Sunday, May 29, 2011

Dear babycenter, Five months, week 1

Originally posted at http://beginnersguidetomotherhood.blogspot.com/.  There you can read commentary from my sister and me.

Dear babycenter,

Thanks for all the blog fodder. 

First up, your article "7 mommy guilt trips to avoid."  Your Number One guilt-inducer?  Feeding your baby formula.  The paragraph says, "You may feel like you're the only formula-feeding mom in the universe, but this is far from the truth."  WHAT? What woman feels like the only formula-feeding mom in the universe?  I feel constantly isolated for exclusively breastfeeding my five month old; I feel like the only breastfeeding mom in the universe.  


This is a tricky issue for me.  On one hand, I'm an avid breastfeeder.  I do tend to judge anyone who doesn't breastfeed.  But I also understand that some women have legitimate issues trying to breastfeed.  Those women shouldn't feel guilty.  But women who simply choose not to for selfish reasons?  I'm not sure I'm ready to give them a pass.   

Number 2? Using TV as a babysitter.  I can't even go there.  I have serious issues with the TV, even how much television adults in our society watch, so I better not go into how much we think it's "okay" for our infants to watch.  Television is certainly contributing to health problems in our children and adults.  It's negatively affecting our society in so many ways we can't even keep track.  So do yourself and your child a favor.  Turn off the tube.  (And don't call it the boob tube, that drives me nuts).  Go outside to play.  And if you need to get something done, find a way to involve your child, or entertain him without the television.  If I can use my sewing machine with a wiggly 5 month old superbaby in my lap, so can you.

Number 3? Being environmentally unfriendly.  I'm so tired of all the excuses for not being environmentally friendly.  We better start, as a society, being nice to this planet, or we will soon find we have nowhere to live.  Haven't you people seen Wall-E?

Number 4 – Feeding your kids junk food.  I'll give everyone a pass on this.  Unless you are cooking from scratch, you are eating junk food.  All prepared food is junk food, and most shouldn't even be considered "food."  It would take much too long to address the nutrition issue, so check out Fast Food NationIn Defense of Food, and Food, Inc. if you are interested.
Number 5 is leaving your child with another caregiver.  Gone are the days of women in the home, for the most part.  Our modern society has nearly forced us to all have two income homes.  Unless you make some serious sacrifices.  Maybe that's why it's easy for me to say "no TV."  We can't afford it, so we don't have it.  It's not possible for every family, but on one income, our family is making a mortgage payment, a car payment, and a credit card payment.  It would cost us more to pay someone to watch E than a second income would bring in.  So that's definitely one I agree with – women are forced into the workforce, so don't feel guilty about needing a babysitter. 
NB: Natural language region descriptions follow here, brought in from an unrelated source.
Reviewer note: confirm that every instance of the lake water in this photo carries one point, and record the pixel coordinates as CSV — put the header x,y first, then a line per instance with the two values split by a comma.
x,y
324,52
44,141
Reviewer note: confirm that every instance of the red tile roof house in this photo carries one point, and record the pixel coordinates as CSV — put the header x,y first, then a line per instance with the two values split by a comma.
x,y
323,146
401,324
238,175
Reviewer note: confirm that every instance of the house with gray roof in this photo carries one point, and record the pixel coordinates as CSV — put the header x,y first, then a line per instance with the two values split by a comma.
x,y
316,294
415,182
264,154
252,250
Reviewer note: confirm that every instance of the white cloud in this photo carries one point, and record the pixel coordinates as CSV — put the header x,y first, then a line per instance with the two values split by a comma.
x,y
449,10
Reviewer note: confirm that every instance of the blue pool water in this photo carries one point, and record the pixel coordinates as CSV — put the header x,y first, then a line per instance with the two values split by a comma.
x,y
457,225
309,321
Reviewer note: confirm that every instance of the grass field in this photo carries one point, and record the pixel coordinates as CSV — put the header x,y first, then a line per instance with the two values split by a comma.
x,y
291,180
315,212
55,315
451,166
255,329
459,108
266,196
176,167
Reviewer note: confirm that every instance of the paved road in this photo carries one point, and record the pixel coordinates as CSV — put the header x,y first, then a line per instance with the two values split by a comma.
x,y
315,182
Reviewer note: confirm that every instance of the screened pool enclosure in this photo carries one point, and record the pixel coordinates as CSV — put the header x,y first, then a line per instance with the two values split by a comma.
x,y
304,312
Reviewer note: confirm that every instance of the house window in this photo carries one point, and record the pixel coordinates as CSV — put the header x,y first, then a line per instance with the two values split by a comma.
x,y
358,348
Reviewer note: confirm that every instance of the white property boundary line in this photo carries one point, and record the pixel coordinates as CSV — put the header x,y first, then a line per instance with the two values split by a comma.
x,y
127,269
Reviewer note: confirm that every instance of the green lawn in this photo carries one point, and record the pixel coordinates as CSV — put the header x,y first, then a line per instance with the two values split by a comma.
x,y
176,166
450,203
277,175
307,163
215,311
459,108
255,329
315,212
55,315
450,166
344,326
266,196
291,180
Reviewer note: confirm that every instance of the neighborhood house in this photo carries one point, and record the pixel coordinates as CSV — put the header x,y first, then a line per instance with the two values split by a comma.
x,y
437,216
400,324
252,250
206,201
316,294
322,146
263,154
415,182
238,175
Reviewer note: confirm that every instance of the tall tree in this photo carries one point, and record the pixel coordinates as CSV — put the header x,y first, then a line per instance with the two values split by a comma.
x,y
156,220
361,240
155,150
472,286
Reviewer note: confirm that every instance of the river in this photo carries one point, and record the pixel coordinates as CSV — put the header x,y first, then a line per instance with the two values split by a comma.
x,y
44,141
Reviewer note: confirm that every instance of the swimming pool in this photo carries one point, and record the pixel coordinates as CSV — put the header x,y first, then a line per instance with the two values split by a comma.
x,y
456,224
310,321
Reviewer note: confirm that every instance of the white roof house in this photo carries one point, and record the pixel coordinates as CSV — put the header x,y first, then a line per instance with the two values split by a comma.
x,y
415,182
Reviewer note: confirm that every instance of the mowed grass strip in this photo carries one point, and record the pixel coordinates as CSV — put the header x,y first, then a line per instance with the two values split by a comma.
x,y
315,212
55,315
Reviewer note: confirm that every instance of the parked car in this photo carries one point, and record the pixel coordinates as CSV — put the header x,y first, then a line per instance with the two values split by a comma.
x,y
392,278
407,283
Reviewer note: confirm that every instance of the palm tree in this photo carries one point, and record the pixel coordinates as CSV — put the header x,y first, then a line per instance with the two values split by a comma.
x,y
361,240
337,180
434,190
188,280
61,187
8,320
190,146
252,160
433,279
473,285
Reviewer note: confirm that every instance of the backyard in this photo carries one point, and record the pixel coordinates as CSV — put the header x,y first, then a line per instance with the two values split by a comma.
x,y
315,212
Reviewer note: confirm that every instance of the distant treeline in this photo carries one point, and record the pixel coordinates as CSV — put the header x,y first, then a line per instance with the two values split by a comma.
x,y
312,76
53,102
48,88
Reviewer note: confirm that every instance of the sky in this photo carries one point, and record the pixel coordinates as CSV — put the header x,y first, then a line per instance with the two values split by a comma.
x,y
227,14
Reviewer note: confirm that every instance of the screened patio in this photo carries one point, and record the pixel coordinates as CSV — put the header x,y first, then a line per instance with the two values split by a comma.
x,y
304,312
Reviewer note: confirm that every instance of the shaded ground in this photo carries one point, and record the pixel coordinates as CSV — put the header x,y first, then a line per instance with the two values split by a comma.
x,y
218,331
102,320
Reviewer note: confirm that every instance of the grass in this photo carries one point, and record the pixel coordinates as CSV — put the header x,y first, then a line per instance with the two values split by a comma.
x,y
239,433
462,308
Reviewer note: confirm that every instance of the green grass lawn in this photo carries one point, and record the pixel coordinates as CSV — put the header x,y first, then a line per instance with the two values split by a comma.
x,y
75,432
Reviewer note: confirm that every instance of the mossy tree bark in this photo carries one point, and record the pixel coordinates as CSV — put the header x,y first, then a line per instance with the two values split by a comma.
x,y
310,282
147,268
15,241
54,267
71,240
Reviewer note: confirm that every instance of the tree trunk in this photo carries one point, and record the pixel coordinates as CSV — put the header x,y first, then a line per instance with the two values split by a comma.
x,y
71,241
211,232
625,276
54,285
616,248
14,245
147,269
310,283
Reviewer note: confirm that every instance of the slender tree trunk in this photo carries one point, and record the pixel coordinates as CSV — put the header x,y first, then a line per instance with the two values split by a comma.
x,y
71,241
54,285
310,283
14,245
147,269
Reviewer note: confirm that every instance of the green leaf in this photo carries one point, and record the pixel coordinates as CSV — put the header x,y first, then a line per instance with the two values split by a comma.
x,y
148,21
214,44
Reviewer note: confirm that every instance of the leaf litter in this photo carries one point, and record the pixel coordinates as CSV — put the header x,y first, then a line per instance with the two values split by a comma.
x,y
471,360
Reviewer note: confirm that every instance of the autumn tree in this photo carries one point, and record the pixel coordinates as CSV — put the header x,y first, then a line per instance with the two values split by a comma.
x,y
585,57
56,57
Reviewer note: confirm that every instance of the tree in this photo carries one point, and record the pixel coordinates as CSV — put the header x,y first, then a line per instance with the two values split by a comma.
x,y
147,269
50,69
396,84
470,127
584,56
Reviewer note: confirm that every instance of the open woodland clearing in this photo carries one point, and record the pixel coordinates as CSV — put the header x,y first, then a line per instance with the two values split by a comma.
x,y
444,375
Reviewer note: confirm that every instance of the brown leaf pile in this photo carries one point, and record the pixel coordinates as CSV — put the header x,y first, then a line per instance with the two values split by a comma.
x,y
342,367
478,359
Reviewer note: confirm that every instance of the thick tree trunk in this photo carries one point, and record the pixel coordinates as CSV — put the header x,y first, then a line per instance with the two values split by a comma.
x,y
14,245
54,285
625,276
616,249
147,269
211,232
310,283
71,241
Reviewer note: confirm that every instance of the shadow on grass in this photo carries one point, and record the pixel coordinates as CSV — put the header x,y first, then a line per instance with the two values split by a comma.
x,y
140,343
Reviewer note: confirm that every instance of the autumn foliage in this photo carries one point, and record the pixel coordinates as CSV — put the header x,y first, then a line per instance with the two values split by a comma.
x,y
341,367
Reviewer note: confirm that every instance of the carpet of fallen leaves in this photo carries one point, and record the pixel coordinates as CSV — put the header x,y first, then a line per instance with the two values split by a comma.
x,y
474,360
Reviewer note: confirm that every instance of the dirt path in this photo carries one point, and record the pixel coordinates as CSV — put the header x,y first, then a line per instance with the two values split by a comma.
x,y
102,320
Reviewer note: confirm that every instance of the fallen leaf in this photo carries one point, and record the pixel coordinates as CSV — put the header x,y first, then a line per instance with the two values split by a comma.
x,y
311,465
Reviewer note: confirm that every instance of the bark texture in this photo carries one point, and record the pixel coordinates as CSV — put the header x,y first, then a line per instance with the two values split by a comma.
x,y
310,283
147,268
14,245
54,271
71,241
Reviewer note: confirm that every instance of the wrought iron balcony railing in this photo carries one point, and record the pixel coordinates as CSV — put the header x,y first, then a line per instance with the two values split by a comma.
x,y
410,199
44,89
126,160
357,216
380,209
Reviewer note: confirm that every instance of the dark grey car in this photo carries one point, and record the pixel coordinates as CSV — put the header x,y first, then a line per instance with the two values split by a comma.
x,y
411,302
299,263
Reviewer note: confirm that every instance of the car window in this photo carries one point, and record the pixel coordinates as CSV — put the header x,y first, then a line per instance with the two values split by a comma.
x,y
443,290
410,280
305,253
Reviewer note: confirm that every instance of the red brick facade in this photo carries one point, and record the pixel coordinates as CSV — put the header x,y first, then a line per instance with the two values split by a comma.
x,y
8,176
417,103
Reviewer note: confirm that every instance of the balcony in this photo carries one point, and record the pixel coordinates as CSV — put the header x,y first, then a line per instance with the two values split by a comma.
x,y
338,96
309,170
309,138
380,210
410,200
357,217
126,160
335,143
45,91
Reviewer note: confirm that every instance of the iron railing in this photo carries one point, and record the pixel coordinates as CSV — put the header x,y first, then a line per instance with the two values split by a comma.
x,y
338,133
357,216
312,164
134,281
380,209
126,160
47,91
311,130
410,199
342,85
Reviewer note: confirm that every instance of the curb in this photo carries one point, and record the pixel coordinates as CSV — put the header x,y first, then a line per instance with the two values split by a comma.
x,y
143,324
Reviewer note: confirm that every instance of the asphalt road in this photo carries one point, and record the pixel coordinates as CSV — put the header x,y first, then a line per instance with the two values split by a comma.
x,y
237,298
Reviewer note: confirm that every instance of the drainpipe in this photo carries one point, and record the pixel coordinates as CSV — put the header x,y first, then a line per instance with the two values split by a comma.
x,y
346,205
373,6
Yelling at your kids is number 6.  Moms should feel guilty about yelling.  At children, at partners, at anyone.  Screaming and yelling is never appropriate (unless you are at a baseball game).  Your tips about apologizing to your child were good, and I like that you identified stress as a yell-causer.  It makes me so sad when I hear parents yelling at their children for every little thing.  Most parents spend so much time trying to force their children to behave like little adults that they rob the poor children of youthful experiences.  My policy is simple - you only get told "no" if you are potentially hurting yourself, someone else, or another person's property.  Raised voices are for running in the road and putting your hand on the hot eye of the stove.  If parents yell less, children will be much more inclined to pay attention when they hear a stern voice.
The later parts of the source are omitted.